An Emotional History of The Present? on Adam Curtis' "Can't Get You Out of My Head (2021)"
or, i went to grad school for seven years and all I got was this Foucault T-shirt
An Emotional History of the Present?
Matthew Ellis
Imagine if you will you’ve just gotten word of a new documentary miniseries about to drop to critical acclaim. Based on the early reviews, you understand that the series seeks to interrogate the roots of our contemporary political crisis by unspooling what appears to us as history’s tightly wound thread, stopping only to find moments where an accident here or a deviation there led unknowingly to an outcome few could have planned even if they wanted to.
The film’s language leans into the academic, but something about it slots neatly into the contemporary zeitgeist, even if the characters and events seem to emerge out from another lifetime. In other words, it is screened both in seminars and for popular audiences. Its creator is interviewed in magazines and is the subject of special issues in academic journals.
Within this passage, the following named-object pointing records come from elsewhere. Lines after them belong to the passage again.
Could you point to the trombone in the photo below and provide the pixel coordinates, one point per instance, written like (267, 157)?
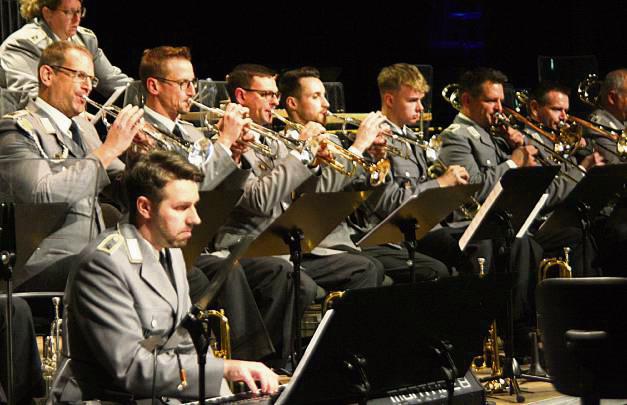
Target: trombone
(451, 94)
(377, 171)
(162, 140)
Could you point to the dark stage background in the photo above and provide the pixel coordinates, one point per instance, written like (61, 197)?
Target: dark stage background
(352, 43)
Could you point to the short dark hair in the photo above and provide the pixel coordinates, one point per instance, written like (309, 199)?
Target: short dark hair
(289, 82)
(540, 92)
(150, 174)
(153, 60)
(242, 76)
(54, 54)
(471, 81)
(613, 81)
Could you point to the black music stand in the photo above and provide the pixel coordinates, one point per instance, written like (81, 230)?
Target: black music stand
(197, 324)
(299, 230)
(595, 191)
(366, 347)
(506, 214)
(19, 237)
(416, 217)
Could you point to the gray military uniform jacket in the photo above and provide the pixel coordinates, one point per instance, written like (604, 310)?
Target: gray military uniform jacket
(408, 178)
(560, 187)
(485, 157)
(122, 324)
(268, 192)
(42, 175)
(607, 147)
(20, 53)
(218, 169)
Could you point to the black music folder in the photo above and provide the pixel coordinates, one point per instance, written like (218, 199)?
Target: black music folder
(315, 215)
(516, 198)
(402, 335)
(421, 212)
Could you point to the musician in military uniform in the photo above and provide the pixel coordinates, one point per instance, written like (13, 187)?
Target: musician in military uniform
(51, 21)
(402, 88)
(467, 142)
(611, 111)
(130, 288)
(548, 109)
(52, 130)
(269, 190)
(168, 78)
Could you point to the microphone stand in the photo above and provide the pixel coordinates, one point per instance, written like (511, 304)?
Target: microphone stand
(7, 261)
(198, 328)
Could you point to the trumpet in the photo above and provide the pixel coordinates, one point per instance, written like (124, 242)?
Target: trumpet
(257, 146)
(162, 140)
(431, 147)
(377, 172)
(452, 96)
(556, 267)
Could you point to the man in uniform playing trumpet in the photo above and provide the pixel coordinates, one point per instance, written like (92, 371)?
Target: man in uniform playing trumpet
(611, 111)
(168, 78)
(51, 129)
(304, 98)
(269, 191)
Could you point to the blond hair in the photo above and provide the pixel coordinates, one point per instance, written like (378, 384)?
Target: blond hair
(391, 78)
(31, 9)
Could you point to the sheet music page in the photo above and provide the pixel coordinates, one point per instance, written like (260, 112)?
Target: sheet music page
(532, 216)
(313, 344)
(476, 221)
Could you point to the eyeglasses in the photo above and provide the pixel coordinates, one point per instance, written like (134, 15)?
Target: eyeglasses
(183, 84)
(74, 13)
(77, 75)
(267, 94)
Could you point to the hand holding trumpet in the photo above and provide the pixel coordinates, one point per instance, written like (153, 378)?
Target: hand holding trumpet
(121, 134)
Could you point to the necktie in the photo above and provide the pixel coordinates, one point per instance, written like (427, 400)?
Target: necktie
(178, 132)
(76, 135)
(164, 259)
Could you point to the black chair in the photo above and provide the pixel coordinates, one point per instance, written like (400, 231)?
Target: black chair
(583, 323)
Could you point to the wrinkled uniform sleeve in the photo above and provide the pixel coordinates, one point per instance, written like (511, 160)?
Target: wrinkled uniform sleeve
(457, 149)
(40, 180)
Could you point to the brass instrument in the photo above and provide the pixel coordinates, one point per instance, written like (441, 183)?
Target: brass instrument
(255, 145)
(221, 349)
(588, 89)
(431, 147)
(52, 347)
(452, 96)
(329, 300)
(377, 172)
(559, 267)
(163, 141)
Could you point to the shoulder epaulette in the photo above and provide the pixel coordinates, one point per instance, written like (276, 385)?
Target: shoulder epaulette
(85, 31)
(133, 251)
(111, 243)
(37, 36)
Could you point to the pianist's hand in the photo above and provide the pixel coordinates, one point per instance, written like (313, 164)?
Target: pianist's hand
(249, 372)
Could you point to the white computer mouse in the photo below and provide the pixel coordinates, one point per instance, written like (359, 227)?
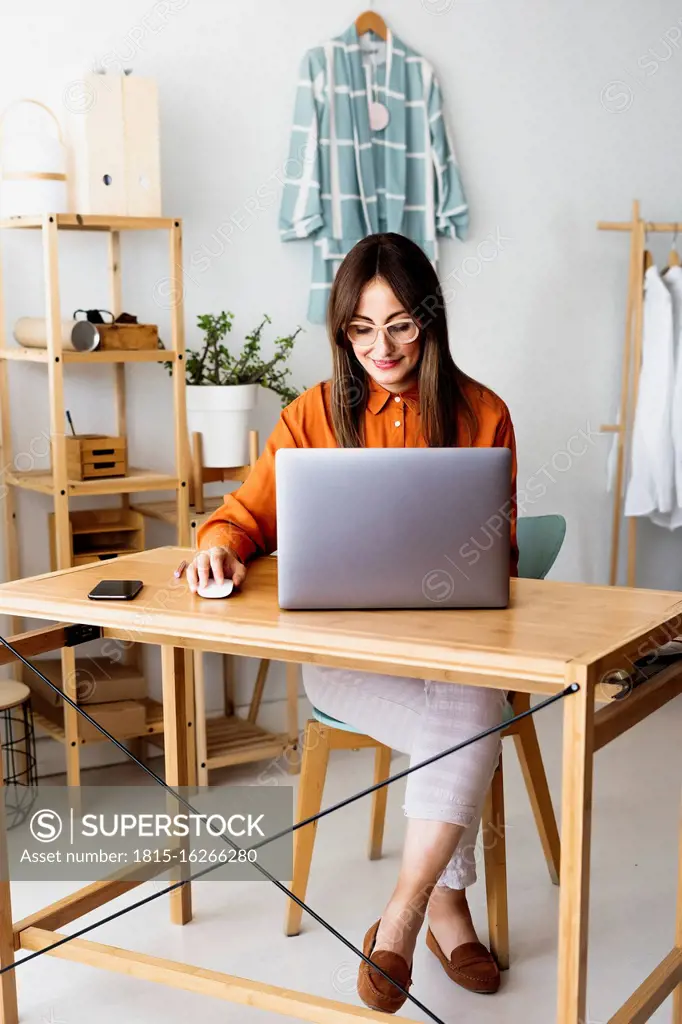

It appeals to both the already-initiated and the curious, addressing its spectator with a spirit of trust not often found in popular documentary cinema that tells you not to eat that, or where your t-shirt came from. There is little moralizing and lecturing; instead, a sober yet spectacular narrative that allows the viewer to feel they are making the predetermined narrative connections on their own, as if they were not each outlined in ink before the tapehead or hosted file hit play.
The first scenes might look something like this: a snowy, slurry of a black and white cathode ray image crystallizing until it finally becomes intelligible. You are then able to make out perfectly manicured topiary, lining a gravel road under a noontime sun leading to an ornate seventeenth-century palace. Then, perhaps, a cut to a rat scurrying through blackened water covering the rue Saint-Séverin. Over the opening chords of Handel’s Sarabande on the soundtrack (a cult classic), a cut to grainy 8mm archival footage of King Louis XV, rifling through documents in the court. He is flanked in the foreground by a quietly unassuming character we come to learn is one Maréchal Maurice de Saxe (remember him, he later becomes an important character in Part 4). Then, a scene of bodies lit by candlelight, dancing inside an ornate room walled with paintings depicting national victories from the lore of earlier centuries. A cut to a moldy loaf of bread embraced by dirty fingernails. Finally, a voice on the soundtrack begins,
On 2 March 1757 Damiens the regicide was condemned ‘to make the amende honorable before the main door of the Church of Paris…but then a strange thing happened…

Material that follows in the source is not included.